In the 1980s live switchboard agents were replaced by interactive voice response (IVR) that could automatically prompt questions and route calls. IVA is the next evolutionary step in automation, going beyond the IVR functionality. It penetrates deeper into the enterprise organization and further automates various functions of customer service.
Benefits of IVA
IVA offers a broad range of compelling benefits. It can assist live agents with real-time access to knowledge management systems, improving the quality and the speed of service. In certain cases, it processes customer service requests directly without the need for a live agent. In general, IVA can significantly improve the quality and the speed of the service while reducing live agents’ workload or payroll costs. It also reduces enterprise challenges related to live agent staffing, training, and retention.
IVA is available 24/7 from anywhere and can offer consistent customer service with an unlimited, real-time access to information during customer engagements. It automates repetitive tasks and can assist with or take over sophisticated customer service transactions. It supports multichannel via text-based chat or audio-based interactions. The use of IVA can go beyond customer service to benefit other departments such as sales and marketing for customer surveys or lead generation and qualifications.
Artificial Intelligence Is the Brain Behind IVA
What makes IVA smart enough to intelligently automate customer service is its use of artificial intelligence (AI) technologies. AI is a broad concept that started in the mid-1950s. It promised delivering intelligence similar to the human brain through progressive technological milestones.

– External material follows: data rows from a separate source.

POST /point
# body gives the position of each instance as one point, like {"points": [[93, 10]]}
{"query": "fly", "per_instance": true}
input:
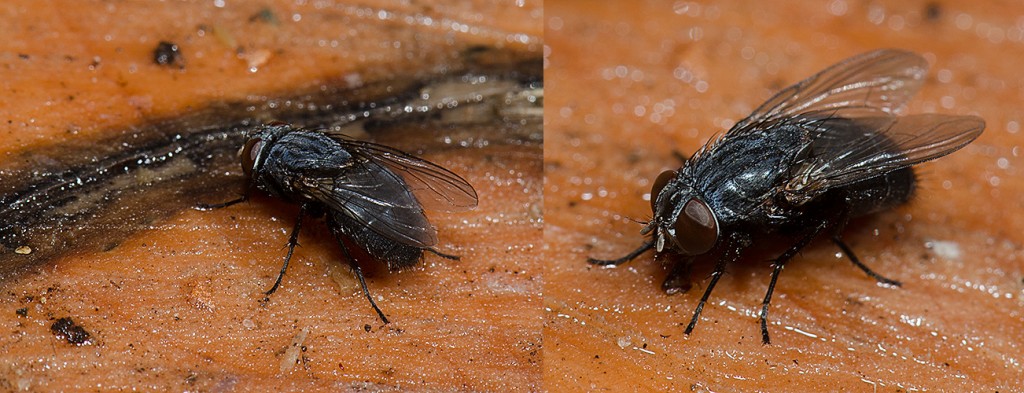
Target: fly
{"points": [[370, 194], [802, 165]]}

Advancements in mathematical modeling and natural language understanding, combined with faster and more cost-effective computers, make each technological milestone more capable of offering solutions to real-world problems.
The first two AI technological milestones that provide real solutions are called machine learning (ML) and deep machine learning (DML). The concept is to create mathematical models capable of continuously receiving, parsing, and categorizing a vast amount of relevant or training data to progressively increase the capabilities of the computers in natural language understanding, image processing or recognition, medical diagnostics, and so forth. This is similar to the basic functions of the human brain, as we were born with an inherited ability to continuously receive enormous amounts of data through our senses and then parse and categorize the information.

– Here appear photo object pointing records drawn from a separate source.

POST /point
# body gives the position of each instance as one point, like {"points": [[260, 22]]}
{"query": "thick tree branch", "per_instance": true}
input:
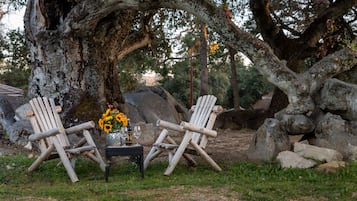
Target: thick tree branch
{"points": [[316, 29]]}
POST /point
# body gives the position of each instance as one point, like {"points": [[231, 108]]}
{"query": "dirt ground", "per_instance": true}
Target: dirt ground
{"points": [[229, 145]]}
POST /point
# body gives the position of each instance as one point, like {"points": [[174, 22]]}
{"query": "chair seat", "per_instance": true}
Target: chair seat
{"points": [[166, 146], [79, 150], [194, 139], [53, 140]]}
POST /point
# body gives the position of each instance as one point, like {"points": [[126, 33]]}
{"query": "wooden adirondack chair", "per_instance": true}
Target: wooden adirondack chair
{"points": [[195, 136], [53, 139]]}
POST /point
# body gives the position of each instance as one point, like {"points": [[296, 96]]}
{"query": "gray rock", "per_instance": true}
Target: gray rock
{"points": [[295, 124], [289, 159], [268, 141], [336, 133], [340, 96], [152, 103], [317, 153]]}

The use of ML and DML in IVA mainly focuses on natural language understanding (NLU) to converse with customers. In an IVA driven by ML, the data is analyzed and categorized by trying to understand the intent of the data (conversation) and extract the information associated with the intent (called entities) to prepare a response. The more intents and entities are analyzed and categorized, the more intelligent the IVA becomes. The ML approach, however, has certain limitations due to its single-layered analysis. In a DML-driven IVA, the data is analyzed by multiple layers or stages (using technologies such as neural network), and then at the end a collective scoring of the results from all layers is used for categorization.
IVA Challenges and Pitfalls
While IVA can deliver many benefits, it also creates challenges. Experiences related to the deployment of disruptive technologies tell us to avoid the hype of IVA and focus on applying it to each specific application systematically and progressively. IVA requires continuous training using a significant amount of valid and relevant data to improve its accuracy and performance.
We should also remember the pitfalls of early deployment of IVR that created significant customer dissatisfaction and try to avoid those mistakes. IVA deployed in a contact center environment should be capable of seamlessly integrating with the contact center’s overall workforce optimization (WFO).
Ray Naeini is the chairman and CEO of OnviSource.